As waiting television cameras (including those of Channel 8, which had arrived the night before) filmed the event, Feazell was surrounded, handcuffed, and escorted into his courthouse annex office. His attorney, Gary Richardson, a former Oklahoma federal prosecutor, says he has never seen an arrest conducted in such a manner.

Following his arrest, Feazell’s office, home, and automobiles were searched. Among the materials taken from his office, he says, were documents he had been gathering in preparation for his case against Channel 8.

The assault on Feazell has not let up since his arrest; if anything, it has intensified-and Feazell’s accusers seem determined to use any means at their disposal.

On September 25, the day before he pleaded not guilty at his arraignment, an FBI inventory report was filed with the U.S. District Clerk’s office in Austin, stating that among the items found in the search of the Feazell home were syringes, none with needles, and a water pipe containing marijuana residue.

Berni Feazell, who was at home during the search, said one of the disposable syringes was taken from her four-year-old son’s toy box.

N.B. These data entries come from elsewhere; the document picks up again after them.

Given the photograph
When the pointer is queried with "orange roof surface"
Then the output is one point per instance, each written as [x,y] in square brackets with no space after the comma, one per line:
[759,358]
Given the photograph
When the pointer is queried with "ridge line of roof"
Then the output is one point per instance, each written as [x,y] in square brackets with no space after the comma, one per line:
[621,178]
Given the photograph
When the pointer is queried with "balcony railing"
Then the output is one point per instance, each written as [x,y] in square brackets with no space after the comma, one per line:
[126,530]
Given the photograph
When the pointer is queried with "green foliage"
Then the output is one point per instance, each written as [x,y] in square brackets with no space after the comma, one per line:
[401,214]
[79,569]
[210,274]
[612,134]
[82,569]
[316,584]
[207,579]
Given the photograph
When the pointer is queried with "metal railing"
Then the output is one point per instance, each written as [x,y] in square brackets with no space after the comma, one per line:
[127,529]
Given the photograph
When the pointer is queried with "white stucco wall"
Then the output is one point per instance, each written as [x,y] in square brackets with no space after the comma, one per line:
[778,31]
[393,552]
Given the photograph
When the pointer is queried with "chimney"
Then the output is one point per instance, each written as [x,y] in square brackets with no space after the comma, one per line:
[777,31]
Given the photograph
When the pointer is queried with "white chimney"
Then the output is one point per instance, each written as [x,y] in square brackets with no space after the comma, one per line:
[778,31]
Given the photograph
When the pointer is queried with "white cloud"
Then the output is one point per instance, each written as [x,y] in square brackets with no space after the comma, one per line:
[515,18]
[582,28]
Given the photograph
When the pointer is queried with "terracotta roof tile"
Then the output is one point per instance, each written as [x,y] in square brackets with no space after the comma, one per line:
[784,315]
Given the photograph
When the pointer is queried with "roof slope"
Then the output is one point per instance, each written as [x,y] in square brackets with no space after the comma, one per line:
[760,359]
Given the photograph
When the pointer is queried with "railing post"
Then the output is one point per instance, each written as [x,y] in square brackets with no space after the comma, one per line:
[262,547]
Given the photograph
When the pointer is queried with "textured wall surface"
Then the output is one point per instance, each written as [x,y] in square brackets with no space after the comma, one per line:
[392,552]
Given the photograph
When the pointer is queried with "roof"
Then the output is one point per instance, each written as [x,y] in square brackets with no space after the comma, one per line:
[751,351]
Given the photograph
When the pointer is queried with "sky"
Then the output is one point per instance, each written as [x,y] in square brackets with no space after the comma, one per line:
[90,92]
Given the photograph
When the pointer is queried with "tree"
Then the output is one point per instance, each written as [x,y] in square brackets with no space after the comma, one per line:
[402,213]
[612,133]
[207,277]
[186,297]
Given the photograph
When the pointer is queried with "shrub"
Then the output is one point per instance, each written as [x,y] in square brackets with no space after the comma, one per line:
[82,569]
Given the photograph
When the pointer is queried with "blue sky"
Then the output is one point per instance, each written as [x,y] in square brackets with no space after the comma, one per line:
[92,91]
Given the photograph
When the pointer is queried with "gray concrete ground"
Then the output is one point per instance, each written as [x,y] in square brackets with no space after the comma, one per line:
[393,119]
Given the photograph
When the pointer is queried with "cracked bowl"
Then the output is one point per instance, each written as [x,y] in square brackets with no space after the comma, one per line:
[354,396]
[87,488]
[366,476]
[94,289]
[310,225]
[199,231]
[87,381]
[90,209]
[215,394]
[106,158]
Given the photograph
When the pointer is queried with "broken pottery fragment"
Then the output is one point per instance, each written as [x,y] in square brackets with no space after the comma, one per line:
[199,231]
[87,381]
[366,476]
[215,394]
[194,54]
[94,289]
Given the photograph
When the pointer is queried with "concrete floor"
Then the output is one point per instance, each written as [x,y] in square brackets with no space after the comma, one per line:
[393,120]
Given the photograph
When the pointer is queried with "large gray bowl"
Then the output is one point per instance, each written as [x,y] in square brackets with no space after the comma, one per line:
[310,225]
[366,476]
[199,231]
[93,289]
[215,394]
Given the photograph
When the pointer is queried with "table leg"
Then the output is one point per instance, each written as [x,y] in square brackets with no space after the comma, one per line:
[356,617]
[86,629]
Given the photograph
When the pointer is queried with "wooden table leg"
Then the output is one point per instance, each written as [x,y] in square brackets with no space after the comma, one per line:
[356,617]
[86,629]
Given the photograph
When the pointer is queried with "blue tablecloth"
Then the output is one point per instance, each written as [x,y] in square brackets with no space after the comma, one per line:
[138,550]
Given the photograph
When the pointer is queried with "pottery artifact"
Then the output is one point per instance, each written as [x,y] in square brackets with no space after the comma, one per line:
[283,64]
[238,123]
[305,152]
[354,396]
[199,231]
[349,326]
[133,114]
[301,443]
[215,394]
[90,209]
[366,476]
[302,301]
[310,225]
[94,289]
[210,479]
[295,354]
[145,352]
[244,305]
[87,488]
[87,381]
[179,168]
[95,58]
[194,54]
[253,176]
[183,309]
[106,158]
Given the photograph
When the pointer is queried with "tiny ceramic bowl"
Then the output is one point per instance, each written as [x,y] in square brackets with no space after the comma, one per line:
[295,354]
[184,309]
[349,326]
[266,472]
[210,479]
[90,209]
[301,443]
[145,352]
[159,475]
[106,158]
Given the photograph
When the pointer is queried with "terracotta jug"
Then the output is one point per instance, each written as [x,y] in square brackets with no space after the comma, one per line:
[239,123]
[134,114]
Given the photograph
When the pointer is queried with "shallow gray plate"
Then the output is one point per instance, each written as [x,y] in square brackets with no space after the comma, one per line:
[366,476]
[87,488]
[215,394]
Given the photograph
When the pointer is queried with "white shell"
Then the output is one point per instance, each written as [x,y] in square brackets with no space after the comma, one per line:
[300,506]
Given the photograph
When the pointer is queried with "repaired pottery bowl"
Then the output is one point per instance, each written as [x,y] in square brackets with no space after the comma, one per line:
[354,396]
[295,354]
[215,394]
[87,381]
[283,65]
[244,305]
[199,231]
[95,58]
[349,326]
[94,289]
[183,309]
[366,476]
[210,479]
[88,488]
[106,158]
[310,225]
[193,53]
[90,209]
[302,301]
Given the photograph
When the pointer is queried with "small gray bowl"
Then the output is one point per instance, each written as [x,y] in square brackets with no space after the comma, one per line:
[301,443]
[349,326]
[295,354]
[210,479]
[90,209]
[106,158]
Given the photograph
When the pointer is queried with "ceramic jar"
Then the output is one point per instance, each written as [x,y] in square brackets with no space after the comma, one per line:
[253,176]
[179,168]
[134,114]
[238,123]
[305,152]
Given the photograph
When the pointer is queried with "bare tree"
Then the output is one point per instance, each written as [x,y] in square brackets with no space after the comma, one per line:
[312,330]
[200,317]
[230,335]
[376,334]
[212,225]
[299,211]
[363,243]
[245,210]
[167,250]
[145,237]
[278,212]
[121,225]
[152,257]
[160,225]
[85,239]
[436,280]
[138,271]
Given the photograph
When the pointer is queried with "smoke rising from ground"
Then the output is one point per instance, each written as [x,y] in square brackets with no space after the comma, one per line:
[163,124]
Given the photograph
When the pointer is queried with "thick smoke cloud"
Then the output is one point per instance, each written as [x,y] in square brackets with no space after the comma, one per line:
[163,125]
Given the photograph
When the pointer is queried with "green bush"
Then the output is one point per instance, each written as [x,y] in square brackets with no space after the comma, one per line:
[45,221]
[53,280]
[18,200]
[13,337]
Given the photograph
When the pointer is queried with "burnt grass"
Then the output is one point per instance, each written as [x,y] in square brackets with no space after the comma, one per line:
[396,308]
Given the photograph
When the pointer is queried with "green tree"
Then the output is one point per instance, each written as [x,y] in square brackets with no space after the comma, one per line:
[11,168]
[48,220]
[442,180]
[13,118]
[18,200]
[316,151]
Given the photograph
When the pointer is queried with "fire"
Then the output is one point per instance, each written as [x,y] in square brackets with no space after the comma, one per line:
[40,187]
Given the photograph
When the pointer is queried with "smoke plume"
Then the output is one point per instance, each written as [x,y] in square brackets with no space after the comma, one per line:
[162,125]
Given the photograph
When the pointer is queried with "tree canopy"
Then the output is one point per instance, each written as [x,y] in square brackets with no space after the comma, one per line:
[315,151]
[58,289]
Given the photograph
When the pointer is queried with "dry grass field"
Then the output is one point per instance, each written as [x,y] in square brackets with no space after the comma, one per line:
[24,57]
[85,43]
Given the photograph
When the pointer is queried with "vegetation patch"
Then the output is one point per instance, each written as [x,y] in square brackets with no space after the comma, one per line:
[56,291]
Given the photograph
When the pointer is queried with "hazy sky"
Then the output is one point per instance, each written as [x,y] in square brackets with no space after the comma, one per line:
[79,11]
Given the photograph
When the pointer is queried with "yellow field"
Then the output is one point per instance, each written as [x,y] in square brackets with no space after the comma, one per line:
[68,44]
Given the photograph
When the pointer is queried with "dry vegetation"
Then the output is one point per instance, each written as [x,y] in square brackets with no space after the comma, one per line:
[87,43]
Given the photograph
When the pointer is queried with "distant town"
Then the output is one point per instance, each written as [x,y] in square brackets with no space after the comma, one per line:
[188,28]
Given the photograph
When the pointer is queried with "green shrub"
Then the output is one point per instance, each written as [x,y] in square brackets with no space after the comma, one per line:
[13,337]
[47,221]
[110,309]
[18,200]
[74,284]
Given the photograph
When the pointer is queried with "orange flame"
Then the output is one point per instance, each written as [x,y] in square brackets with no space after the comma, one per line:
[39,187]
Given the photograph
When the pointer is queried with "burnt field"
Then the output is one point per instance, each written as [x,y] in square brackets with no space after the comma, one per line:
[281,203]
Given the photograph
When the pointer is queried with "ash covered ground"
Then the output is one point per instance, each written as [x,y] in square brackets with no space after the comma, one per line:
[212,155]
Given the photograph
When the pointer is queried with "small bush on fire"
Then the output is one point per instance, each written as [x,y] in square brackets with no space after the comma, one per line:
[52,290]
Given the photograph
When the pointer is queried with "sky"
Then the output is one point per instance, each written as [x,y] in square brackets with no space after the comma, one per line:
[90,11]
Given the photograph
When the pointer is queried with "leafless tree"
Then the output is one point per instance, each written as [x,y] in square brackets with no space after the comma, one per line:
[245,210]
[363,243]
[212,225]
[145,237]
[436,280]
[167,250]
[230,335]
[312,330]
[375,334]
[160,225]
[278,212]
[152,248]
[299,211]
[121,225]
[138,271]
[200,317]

A nurse in the office of Dr. Rat Pryor, a Waco physician, remembers giving the syringe to young Greg Fea-zell after administering a vaccination shot last April.

Another syringe was given to Mrs. Feazell by the family veterinarian to use in giving liquid medicine to a sick dog. “I suggested the need to get some liquids into the dog’s stomach, and gave Berni the syringe.” says Dr. Robert Barkley of the Barkley Animal Clinic in Waco. Additionally, federal agents removed a syringe from a gag plaque that had been given to Feazell during his prosecution of a capital murder case. Mounted on the wooden plaque were a horseshoe and the syringe, to rep-resent lethal injection.

The water pipe, Feazell told Channel 8, had been brought to him by a neighbor who had found it in his yard “two, maybe three years ago.” Feazell told the neighbor, E.B. Hawthorne, who died recently, that he would take it to his office and have it disposed of. “I forgot about it,” Feazell says. “But if I was smoking dope and aware that I was being investigated, don’t you think I would have known where that pipe was?”

Joyce Burleson, a bookkeeper in the offices of Dr. Richard Kleiman in Waco, says she recalls a visit by Hawthorne shortly after he found the pipe in his yard. ’”A bunch of kids had apparently had a party in the neighborhood the night before and he had found the pipe in his yard that morning. I asked him what he had done with the pipe and he said he had taken it to the district attorney.” Kathy Radle, a former insurance clerk in the office, recalls the same conversation.

There was no mention of drug use in the indictments against Feazell. On the day of his arraignment, however. Feazell voluntarily went to the McLennan County Adult Probation office and paid S30 to have a drug screen run. The test showed no evidence of marijuana, cocaine, or amphetamines.

The case against Feazell has taken strange twists. Reporters interviewed defendants involved in several of the DWI cases listed in the indictment, in which Fea-zell allegedly took payoff money from a Waco attorney. However, Virginia Shookman, James Kol-achek, and James Fauver, each charged with DWI, denied they had been asked to pay bribe money.

Kolachek said there was never any mention of Feazell or bribe payoffs in his conversations with his lawyer. He also said he was never questioned by the FBI or asked to appear before the federal grand jury investigating Feazell.

Though Feazell could face a maximum of ninety years in prison.and $560,000 in fines if convicted on all counts, he appears to have strong support in Waco. Recently, a local doctor conducted an informal poll, asking patients whether they favored Feazell or his GOP opponent, Paul Gartner, in the November election. The results: Feazell sixty-one, Gartner one.